[Editor’s Note: Last week Glenn Pohland shared some great tips on how to increase your concert attendance and expand community awareness of your program. Today we’re sharing the story of two directors who accomplished both goals with their holiday concert. Hopefully you can apply some of their ideas to benefit your program and community awareness, too.]
We wanted to do something special for last year’s December concert. Among our goals was to increase attendance by attracting some new audience members. Things began to come together when we found an arrangement of Leroy Anderson’s “A Christmas Festival” that included choral parts. Instead of asking our exceptional vocal department to join us for this big closer, we decided to invite members of several area church choirs.
To get the ball rolling, we emailed area church choir leaders and explained our plans for the holiday concert. We shared our ideas for community building and indicated that we would name each participating church in the concert program, offering some exposure.
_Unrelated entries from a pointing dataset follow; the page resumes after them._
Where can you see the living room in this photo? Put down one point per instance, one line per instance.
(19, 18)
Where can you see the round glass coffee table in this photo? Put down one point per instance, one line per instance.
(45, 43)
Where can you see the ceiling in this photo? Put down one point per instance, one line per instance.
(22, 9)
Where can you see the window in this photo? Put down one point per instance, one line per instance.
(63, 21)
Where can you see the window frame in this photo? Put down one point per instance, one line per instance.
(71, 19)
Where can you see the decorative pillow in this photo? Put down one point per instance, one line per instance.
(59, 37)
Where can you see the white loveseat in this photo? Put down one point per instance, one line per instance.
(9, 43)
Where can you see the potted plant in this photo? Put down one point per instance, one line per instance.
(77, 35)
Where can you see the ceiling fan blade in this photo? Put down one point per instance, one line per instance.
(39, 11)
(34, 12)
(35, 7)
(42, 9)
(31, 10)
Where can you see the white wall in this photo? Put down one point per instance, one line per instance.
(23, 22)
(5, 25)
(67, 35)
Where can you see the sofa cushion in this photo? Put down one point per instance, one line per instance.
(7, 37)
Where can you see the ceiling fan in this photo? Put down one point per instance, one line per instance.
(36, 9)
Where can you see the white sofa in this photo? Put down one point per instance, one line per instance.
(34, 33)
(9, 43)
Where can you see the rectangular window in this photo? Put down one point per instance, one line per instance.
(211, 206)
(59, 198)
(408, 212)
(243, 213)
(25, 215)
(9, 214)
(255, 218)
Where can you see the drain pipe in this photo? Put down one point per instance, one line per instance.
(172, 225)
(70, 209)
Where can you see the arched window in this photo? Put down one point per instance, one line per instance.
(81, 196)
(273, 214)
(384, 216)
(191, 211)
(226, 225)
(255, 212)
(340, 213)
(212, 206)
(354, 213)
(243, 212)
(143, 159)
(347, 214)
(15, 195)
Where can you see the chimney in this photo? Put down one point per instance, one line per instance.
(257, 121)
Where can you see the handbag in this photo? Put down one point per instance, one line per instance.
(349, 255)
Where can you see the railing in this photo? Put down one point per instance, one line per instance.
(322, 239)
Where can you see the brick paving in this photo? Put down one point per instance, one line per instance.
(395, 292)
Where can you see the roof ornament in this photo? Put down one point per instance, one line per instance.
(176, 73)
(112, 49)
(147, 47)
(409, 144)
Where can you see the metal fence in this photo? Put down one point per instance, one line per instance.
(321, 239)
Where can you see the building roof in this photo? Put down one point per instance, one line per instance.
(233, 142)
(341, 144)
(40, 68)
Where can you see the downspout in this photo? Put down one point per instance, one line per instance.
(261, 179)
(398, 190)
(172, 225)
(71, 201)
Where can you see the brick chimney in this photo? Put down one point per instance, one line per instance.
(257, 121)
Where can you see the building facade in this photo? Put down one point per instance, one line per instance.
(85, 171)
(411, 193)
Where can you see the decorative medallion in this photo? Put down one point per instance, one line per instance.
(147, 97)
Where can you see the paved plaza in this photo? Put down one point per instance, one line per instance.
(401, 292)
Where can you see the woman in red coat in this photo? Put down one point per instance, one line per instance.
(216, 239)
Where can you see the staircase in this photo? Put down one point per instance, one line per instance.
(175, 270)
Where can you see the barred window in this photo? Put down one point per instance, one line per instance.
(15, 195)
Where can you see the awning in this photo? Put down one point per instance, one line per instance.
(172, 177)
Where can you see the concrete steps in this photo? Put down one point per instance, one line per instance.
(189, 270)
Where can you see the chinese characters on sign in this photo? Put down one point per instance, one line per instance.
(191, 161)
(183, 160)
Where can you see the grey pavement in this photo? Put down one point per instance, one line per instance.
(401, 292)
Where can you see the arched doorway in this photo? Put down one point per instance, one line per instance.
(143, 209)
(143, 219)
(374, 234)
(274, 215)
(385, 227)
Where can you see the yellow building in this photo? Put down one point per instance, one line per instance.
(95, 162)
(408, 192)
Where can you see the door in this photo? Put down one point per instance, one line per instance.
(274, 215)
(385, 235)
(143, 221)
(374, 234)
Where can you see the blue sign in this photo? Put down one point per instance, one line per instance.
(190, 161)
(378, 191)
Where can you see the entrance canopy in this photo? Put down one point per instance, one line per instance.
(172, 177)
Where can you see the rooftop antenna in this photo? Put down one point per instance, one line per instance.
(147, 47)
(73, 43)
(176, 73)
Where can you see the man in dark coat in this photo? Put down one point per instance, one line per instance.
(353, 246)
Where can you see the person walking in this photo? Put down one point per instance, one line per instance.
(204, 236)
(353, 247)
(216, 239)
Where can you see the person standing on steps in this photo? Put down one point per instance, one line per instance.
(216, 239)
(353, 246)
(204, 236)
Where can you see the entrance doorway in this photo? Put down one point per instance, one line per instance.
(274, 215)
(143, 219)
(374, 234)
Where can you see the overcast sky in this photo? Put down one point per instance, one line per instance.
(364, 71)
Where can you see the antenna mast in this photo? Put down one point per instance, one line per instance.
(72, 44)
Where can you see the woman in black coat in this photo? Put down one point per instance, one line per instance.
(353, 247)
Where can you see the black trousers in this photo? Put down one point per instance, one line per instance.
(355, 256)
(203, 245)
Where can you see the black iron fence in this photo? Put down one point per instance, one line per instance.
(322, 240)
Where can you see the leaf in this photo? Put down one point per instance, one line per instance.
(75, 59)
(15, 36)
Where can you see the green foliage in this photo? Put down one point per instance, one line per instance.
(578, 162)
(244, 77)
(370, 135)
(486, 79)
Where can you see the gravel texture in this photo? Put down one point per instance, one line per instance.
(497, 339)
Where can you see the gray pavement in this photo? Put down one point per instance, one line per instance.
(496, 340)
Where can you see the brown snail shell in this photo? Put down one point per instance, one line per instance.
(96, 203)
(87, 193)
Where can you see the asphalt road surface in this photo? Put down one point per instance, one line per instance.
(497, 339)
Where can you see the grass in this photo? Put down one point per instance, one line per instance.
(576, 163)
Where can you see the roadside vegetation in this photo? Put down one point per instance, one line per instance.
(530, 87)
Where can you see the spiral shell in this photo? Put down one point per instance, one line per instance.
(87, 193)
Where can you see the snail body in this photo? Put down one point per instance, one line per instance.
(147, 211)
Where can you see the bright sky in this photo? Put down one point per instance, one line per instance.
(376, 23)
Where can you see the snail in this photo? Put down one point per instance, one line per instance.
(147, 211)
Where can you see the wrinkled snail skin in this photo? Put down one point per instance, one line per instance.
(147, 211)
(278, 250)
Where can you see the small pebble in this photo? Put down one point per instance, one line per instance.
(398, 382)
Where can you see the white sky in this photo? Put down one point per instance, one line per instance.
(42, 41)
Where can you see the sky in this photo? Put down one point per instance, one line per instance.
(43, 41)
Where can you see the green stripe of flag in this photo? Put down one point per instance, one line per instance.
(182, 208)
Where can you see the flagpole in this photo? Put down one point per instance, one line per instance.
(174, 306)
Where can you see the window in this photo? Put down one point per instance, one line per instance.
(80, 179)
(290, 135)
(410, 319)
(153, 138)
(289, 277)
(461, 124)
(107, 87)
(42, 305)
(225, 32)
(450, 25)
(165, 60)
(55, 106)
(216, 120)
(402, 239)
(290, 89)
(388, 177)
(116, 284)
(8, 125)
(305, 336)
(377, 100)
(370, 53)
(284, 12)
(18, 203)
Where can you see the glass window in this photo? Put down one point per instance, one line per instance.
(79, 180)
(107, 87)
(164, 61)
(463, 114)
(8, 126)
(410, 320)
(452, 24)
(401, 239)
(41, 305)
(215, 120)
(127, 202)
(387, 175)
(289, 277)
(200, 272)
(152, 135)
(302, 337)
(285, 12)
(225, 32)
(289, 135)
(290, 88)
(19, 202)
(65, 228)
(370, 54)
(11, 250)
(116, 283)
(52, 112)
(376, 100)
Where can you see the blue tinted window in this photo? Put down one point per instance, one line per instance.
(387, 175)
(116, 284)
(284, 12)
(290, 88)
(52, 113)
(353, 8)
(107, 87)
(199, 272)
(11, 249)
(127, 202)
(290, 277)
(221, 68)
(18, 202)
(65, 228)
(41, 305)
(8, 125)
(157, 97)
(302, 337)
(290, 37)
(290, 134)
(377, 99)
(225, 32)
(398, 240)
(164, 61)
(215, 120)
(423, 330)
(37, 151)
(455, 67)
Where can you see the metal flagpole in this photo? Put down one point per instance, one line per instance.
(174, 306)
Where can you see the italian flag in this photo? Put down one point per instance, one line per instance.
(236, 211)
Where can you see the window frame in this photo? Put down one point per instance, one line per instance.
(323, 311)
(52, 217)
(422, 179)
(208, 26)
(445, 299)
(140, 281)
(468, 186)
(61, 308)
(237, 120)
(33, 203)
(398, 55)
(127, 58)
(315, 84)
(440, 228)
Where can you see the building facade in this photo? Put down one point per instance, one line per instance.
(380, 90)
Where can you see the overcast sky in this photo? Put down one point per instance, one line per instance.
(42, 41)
We also emphasized the fun we’d share in performing together in our brand new auditorium.
The positive response we received from church leaders exceeded all expectations. Comments included:
- “We are a small church and to be able to sing in a large chorus is exciting.”
- “I am looking forward to meeting members of other area churches.”
- “It’s a rare opportunity to be accompanied by an entire band in a large auditorium. Sign us up.”
About a month before the concert, we sent the choral music to each choir director. We asked them to prepare their groups during their regular rehearsals. On the day of the concert, we had our bands and the choir performers come in an hour early to rehearse the piece all together.
The rehearsal went really well.
After the rehearsal we provided refreshments for choir members in the cafeteria so they could mingle and get to know each other. It was a chance for them to chat with people of like interests and “talk shop” while we reset the stage. We received a number of compliments on that opportunity alone. Folks kept saying they don’t often get occasions like this and that they really enjoyed it.
The members of the choirs came to the auditorium for the performances of the two bands. Seats that usually remained empty were full. Augmenting our regular audience with the additional choir members (and their families) really made a difference. It was especially nice to have new people in our audience.
As an added bonus, these were music-loving listeners who could really appreciate the work the students had invested. While they might not have attended one of our concerts in the past, we opened that door for them.
After the two groups finished their portion of the concert, we combined our two bands for the grand finale. The members of the choirs surrounded the front of the stage. We projected a gentle snow on a screen behind the bands to set the mood. The excitement in the faces of the choir members was contagious. I sensed that many of them were brought back to their own public school years and the thrill of performing with friends in a large auditorium.
The resulting performance brought tears to our eyes. Not simply because of the sheer size of the group, or even the beauty of the sound. We were moved by the incredible number of connections that were made that day. Connections were made between members of different churches, and between community members and school. We saw different religious denominations singing as one. We heard developing instrumentalists performing next to advanced players.
Seeing everyone together, from our youngest band student to a 92 year-old lifetime choir member, was overwhelming. The performance concluded with a standing ovation that lasted longer than any we have ever experienced.
We continued to receive accolades for the event for many weeks afterwards. Hopefully, many of our new friends will come back to enjoy our holiday concert this year. Part of the trick is to invite them!
Kevin Mead has taught instrumental music in the Churchville-Chili School District for thirty-five years. He’s currently the director of the senior high’s select Wind Ensemble and Jazz Band. His ensembles have won several awards and honors including “Superior” ratings, first place performances, and “Rochester Rocs” awards for Best School Band.
Mr. Mead has been honored with several individual awards including being twice named National Honor Society’s Teacher of the Year, the 2017 Willie Lightfoot Youth Advocate of the Year Award given by the Monroe County, NY Legislature, and more recently the Rochester Philharmonic Orchestra 2018 Band Music Educator of the Year. Kevin is also a MakeMusic clinician and has trained teachers throughout the country.
Terrence Bacon is an instrumental music teacher at Churchville-Chili Senior High and both adjunct faculty and a doctoral student in the Graduate School of Education at the University at Buffalo. Mr. Bacon holds a Master of Music Education from Michigan State University and a Bachelor of Music in Music Education and Saxophone Performance from the Eastman School of Music. Terry has conducted several honors bands and pit orchestras for school, community, and semi-professional productions. He serves as both band camp director and conductor for Chautauqua Institution’s Chautauqua Music Camps. Terry also is a frequent presenter on technology in music education, music learning theory, and developing creativity in the music classroom.